OPINION: What will be Trump doctrine

Aya Fadl, lies on a bed, with an oxygen mask to heal breathing difficulties following a suspected chemical attack on her town of Khan Sheikhoun, in the northern province of Idlib, Syria, on Wednesday.
Aya Fadl, lies on a bed, with an oxygen mask to heal breathing difficulties following a suspected chemical attack on her town of Khan Sheikhoun, in the northern province of Idlib, Syria, on Wednesday.

Less than a year ago, writing in Politico, Derek Chollet, President Barack Obama's former assistant secretary of defense for international security affairs, was extolling the president's "long-range, flexible, restrained and targeted policy" with Syria.

The president had drawn a red-line for the Middle East country in 2012 over its threat to use chemical weapons, he wrote. Then, the president drew back from that red line after the country exercised that threat in an action that killed nearly 1,500 civilians.

Obama's strategy, Chollet wrote, resulted in Syria, "without a bomb being dropped," agreeing to give up its chemical weapons program and submitting to a multinational coalition that removed it and destroyed it.

"[I]nstead of being seen as a mistake," he said in Politico, as many have considered the former president's decision not to engage the country after the chemical attack, "it should be considered an accomplishment. Judged by what the red line was originally intended to do - address the massive threat from Syria's chemical weapons - it was a success. In fact, it has been perhaps the only positive development related to the Syria crisis."

Well, it was a success except for two things. Nearly 1,500 civilians already were dead in a chemical attack, and, as we all know now, apparently Syria either didn't get rid of all its chemical weapons or has since restocked.

Earlier this week, another attack with what United States experts believe involved chlorine and traces of the nerve agent sarin killed 72, including, as President Donald Trump put it, "innocent children, innocent babies - babies, little babies."

The video footage and photos of some of those children suffering from the effects of the sarin, invented in Nazi Germany in 1939, made the horror thousands of miles away seem all too real, and, the president said, influenced his decision about what to do.

Trump did not announce a red line, wait for the United Nations, dither with a use of force authorization or pull back to let events take shape on their own. Instead, he sent 59 Tomahawk cruise missiles into the government-controlled Shayrat air base in central Syria, where officials say the planes that dropped the chemicals had taken off. The targets were the base's airstrip, ammunition areas, control tower and hangar, officials said.

Even fierce Obama supporters such as Senate Minority Leader Chuck Schumer and House Minority Leader Nancy Pelosi praised the move.

"Making sure (Syrian President Bashar) Assad knows that when he commits such despicable atrocities he will pay a price is the right thing to do," Schumer said.

"Tonight's air strike in Syria appears to be a proportional response to the regime's use of chemical weapons," Pelosi said.

Of course, both followed their statements with a demand that Trump - who in 2013 tweeted a warning that Obama shouldn't attack Syria but should seek congressional approval for any strike - seek an Authorization for Use of Military Force if he intends further action.

Further action, of course, is where the going gets tougher. The president's decision to use force did signal to the region that the U.S. no longer intends to all but stand aside and let powers such as Russia and Iran fill the vacuum.

But are there enough rebels left to arm against Assad? Are there any sanction cards to be played? Would more targeted attacks bring retaliation to U.S. bases in the region? Would any commitment of more U.S. troops to the region let the air out of any positive response the U.S. public had to Trump's use of force?

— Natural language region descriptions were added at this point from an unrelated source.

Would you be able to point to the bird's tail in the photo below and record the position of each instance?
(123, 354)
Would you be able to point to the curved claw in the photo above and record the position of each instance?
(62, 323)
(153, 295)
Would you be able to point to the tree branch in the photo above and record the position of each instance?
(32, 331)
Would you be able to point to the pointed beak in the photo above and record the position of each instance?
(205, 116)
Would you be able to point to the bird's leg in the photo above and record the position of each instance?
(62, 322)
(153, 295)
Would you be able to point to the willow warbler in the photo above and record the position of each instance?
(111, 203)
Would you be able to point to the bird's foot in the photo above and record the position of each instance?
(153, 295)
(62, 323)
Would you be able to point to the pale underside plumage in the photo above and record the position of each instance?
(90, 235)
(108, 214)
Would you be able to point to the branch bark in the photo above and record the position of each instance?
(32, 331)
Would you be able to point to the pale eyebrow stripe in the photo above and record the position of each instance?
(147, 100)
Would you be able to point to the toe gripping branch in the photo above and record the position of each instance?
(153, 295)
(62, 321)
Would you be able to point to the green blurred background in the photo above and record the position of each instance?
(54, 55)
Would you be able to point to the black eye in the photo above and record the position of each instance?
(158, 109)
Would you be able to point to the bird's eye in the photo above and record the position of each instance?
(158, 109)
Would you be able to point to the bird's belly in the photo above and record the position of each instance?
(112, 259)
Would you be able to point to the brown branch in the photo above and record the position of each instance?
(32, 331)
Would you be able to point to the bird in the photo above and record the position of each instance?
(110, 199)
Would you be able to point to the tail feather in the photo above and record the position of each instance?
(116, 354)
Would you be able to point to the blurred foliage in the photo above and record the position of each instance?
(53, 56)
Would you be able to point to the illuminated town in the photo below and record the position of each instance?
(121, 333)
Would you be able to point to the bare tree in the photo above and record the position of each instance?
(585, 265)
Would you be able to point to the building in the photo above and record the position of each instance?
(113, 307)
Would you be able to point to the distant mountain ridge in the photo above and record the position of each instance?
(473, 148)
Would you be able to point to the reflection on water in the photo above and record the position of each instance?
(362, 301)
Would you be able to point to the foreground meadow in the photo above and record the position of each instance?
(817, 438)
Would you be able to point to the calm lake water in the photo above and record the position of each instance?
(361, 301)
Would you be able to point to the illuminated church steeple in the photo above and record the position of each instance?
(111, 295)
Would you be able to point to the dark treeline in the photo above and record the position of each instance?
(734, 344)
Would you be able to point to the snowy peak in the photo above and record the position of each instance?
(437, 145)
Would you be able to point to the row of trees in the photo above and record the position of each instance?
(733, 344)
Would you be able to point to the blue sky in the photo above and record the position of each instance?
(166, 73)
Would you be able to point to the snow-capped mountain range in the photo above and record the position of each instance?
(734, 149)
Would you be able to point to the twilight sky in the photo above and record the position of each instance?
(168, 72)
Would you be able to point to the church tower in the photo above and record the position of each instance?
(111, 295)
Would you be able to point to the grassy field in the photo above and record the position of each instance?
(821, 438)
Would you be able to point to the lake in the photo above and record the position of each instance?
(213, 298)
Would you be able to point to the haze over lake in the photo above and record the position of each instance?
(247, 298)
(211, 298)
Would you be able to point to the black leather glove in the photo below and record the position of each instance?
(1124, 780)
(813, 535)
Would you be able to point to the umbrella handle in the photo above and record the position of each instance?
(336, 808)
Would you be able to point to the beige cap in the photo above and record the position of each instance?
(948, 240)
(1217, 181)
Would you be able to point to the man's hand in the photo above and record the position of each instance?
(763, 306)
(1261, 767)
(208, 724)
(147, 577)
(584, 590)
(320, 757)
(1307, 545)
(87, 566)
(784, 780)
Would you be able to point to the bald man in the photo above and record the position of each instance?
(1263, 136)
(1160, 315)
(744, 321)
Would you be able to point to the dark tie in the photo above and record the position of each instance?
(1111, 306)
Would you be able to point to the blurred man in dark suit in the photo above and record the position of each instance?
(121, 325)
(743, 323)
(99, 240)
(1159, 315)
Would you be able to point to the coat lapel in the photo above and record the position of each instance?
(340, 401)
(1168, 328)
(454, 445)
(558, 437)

The president himself has to determine what the Trump Doctrine is. Does it play out from his pronouncements as the noninterventionist candidate who talked about wasted money on wars in the Middle East and about Obama's and former Secretary of State Hillary Clinton's intrusion into Libya? Or does it follow from the bellicose candidate who talked about the country "losing" abroad, about bombing "the s--" out of the Islamic State and about a demand that "we've got to get tough."

We hope there's a middle ground to be traveled because we think that's where most Americans are. They want to see the U.S. back in the game, to be seen as the major player around the world and to be able to react surgically to such atrocities as took place in Syria. But we don't believe they want to see another U.S. military-occupied country involved in a decade-long slog for regime change.

Diplomatically, Trump also will need to figure out how to engage Russia, which became a major player in Syria and in the region when Obama stood aside. If he and Secretary of State Rex Tillerson can, a la Ronald Reagan, convince Russia to somehow stand down or play a lesser role with a very bad actor, he will have achieved a foreign policy success.

We should all hope he finds the right footing on the issue.